A few seconds later, your dashboard lights up. The AI has already connected to your internal databases, added the relevant tables, analyzed trends, and summarized insights — all without SQL, manual queries, or BI reports. Just conversation.
This isn’t a scene from a sci-fi movie — it’s the emerging reality of “Talk to Data,” a new AI capability that allows people to interact with complex enterprise datasets as naturally as they talk to colleagues. And at the heart of this movement lies Hugr, an open-source data mesh platform that blends the rigor of data engineering with the intuition of language models.
Let’s look closely at one “Talk to Data” experience — developed by an AI engineer, Vladimir Gribanov.

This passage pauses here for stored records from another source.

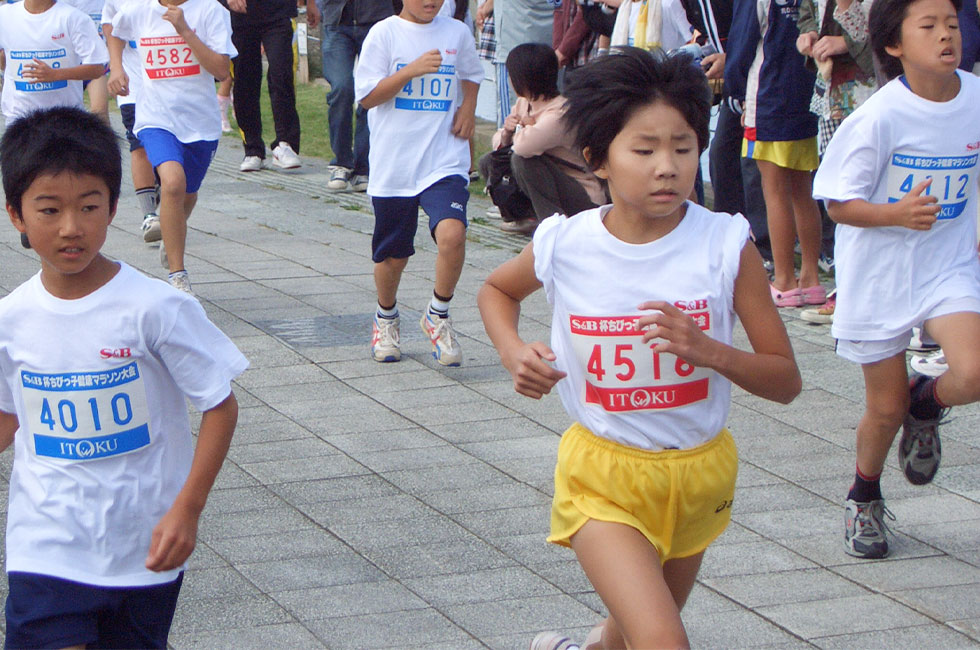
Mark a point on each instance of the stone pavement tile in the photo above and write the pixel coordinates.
(446, 557)
(203, 615)
(219, 582)
(509, 582)
(783, 587)
(215, 526)
(339, 568)
(417, 627)
(852, 613)
(751, 558)
(309, 447)
(382, 508)
(296, 469)
(300, 493)
(348, 600)
(945, 603)
(368, 535)
(488, 430)
(910, 638)
(917, 573)
(280, 545)
(738, 628)
(283, 635)
(513, 495)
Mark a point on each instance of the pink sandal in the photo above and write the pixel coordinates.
(788, 298)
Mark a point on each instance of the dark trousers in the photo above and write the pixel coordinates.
(277, 38)
(735, 180)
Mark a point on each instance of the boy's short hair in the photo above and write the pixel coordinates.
(54, 140)
(533, 69)
(885, 26)
(604, 94)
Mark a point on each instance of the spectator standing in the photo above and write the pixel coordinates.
(258, 24)
(345, 24)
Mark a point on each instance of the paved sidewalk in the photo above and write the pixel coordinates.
(406, 505)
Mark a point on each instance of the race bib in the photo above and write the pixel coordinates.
(168, 57)
(430, 92)
(624, 374)
(78, 416)
(53, 58)
(952, 178)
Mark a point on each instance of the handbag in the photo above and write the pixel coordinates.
(514, 204)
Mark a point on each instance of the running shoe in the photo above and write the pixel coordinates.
(445, 348)
(384, 340)
(919, 450)
(865, 530)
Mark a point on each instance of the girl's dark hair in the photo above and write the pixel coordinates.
(604, 94)
(55, 140)
(885, 25)
(533, 69)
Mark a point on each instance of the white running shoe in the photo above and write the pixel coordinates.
(151, 228)
(251, 164)
(284, 157)
(384, 340)
(445, 348)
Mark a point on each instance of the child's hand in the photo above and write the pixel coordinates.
(173, 539)
(175, 16)
(39, 71)
(464, 124)
(804, 43)
(681, 335)
(915, 211)
(527, 365)
(428, 63)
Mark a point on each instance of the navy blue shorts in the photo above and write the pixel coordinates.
(396, 218)
(163, 146)
(48, 612)
(128, 112)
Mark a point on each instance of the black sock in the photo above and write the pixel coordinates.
(924, 405)
(865, 488)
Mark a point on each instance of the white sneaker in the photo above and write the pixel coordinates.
(151, 228)
(359, 183)
(384, 340)
(180, 281)
(251, 164)
(445, 347)
(338, 179)
(283, 156)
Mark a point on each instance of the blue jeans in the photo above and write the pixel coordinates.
(341, 44)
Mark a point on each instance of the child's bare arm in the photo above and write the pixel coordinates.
(500, 306)
(175, 536)
(8, 427)
(218, 65)
(464, 122)
(768, 371)
(388, 87)
(913, 211)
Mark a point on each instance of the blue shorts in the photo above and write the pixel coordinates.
(396, 218)
(163, 146)
(48, 612)
(128, 112)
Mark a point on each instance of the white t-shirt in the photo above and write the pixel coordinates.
(131, 56)
(616, 386)
(177, 93)
(62, 37)
(412, 145)
(890, 279)
(98, 385)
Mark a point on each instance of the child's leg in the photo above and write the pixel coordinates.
(643, 598)
(776, 183)
(959, 336)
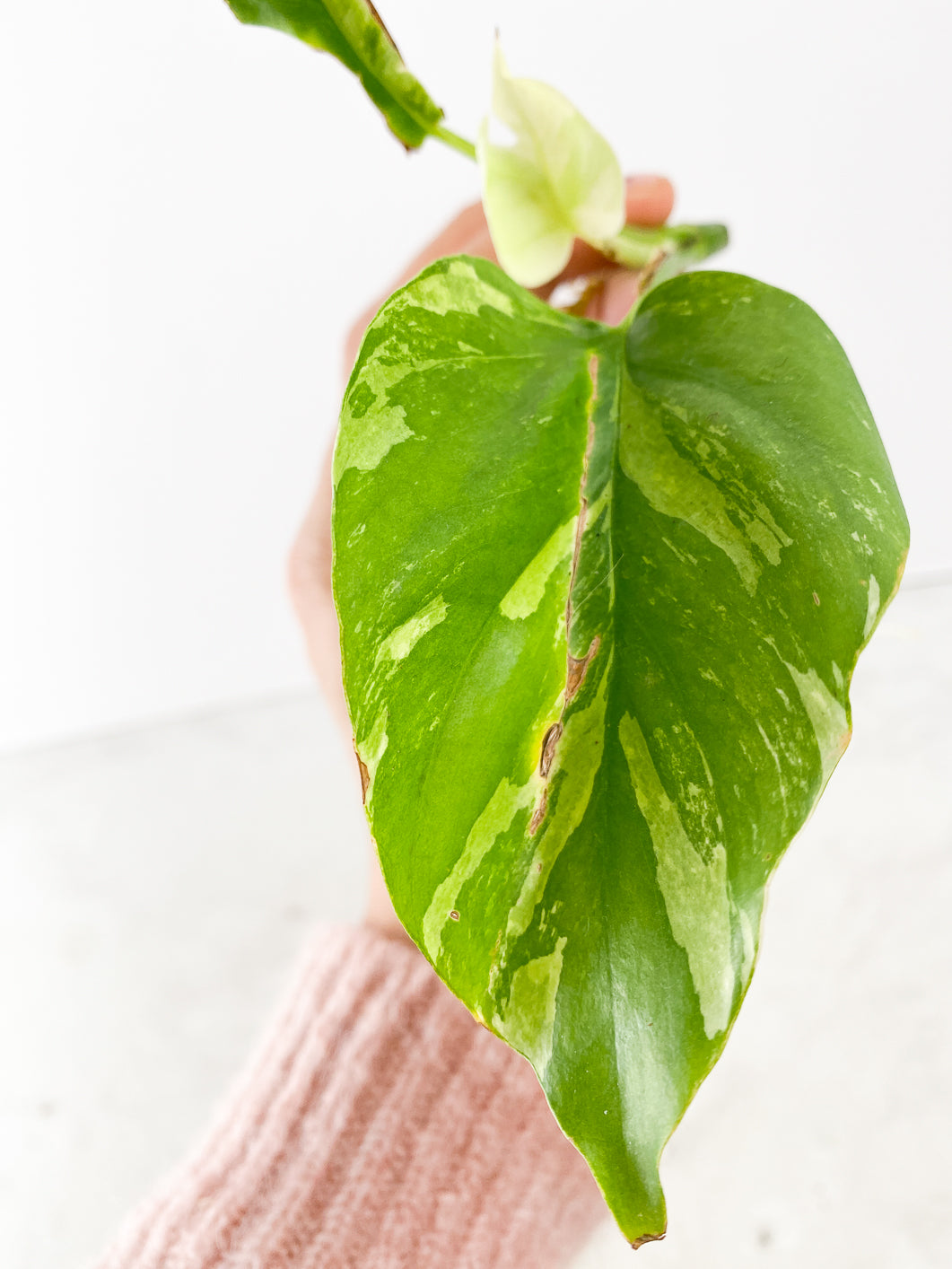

From Prototype to Platform
The project was open-sourced in May 2025 and has since gained traction among data engineers and AI developers for its practical, modular approach to enterprise analytics.
At its core, Hugr (https://hugr-lab.github.io) provides a unified GraphQL API that enables users to query and join data from multiple structured sources — databases, data lakes, and even REST APIs — without the need to manually manage connectors or transformations. Think of it as a Hasura-style API generator, but optimized for data analysis, geoanalytics, and vector search.
The Data Mesh Approach
One of the central principles behind Hugr is data mesh architecture — an approach that decentralizes data ownership across business domains. In this model, each domain’s experts act as the “data product owners,” responsible for the quality and structure of their datasets. Hugr facilitates this by providing a modular, permission-aware architecture, allowing different teams to manage their data independently while exposing a unified query interface across the organization.
The system supports role-based access control via OpenID Connect, enabling secure and granular authorization for every query, introspection, and data operation.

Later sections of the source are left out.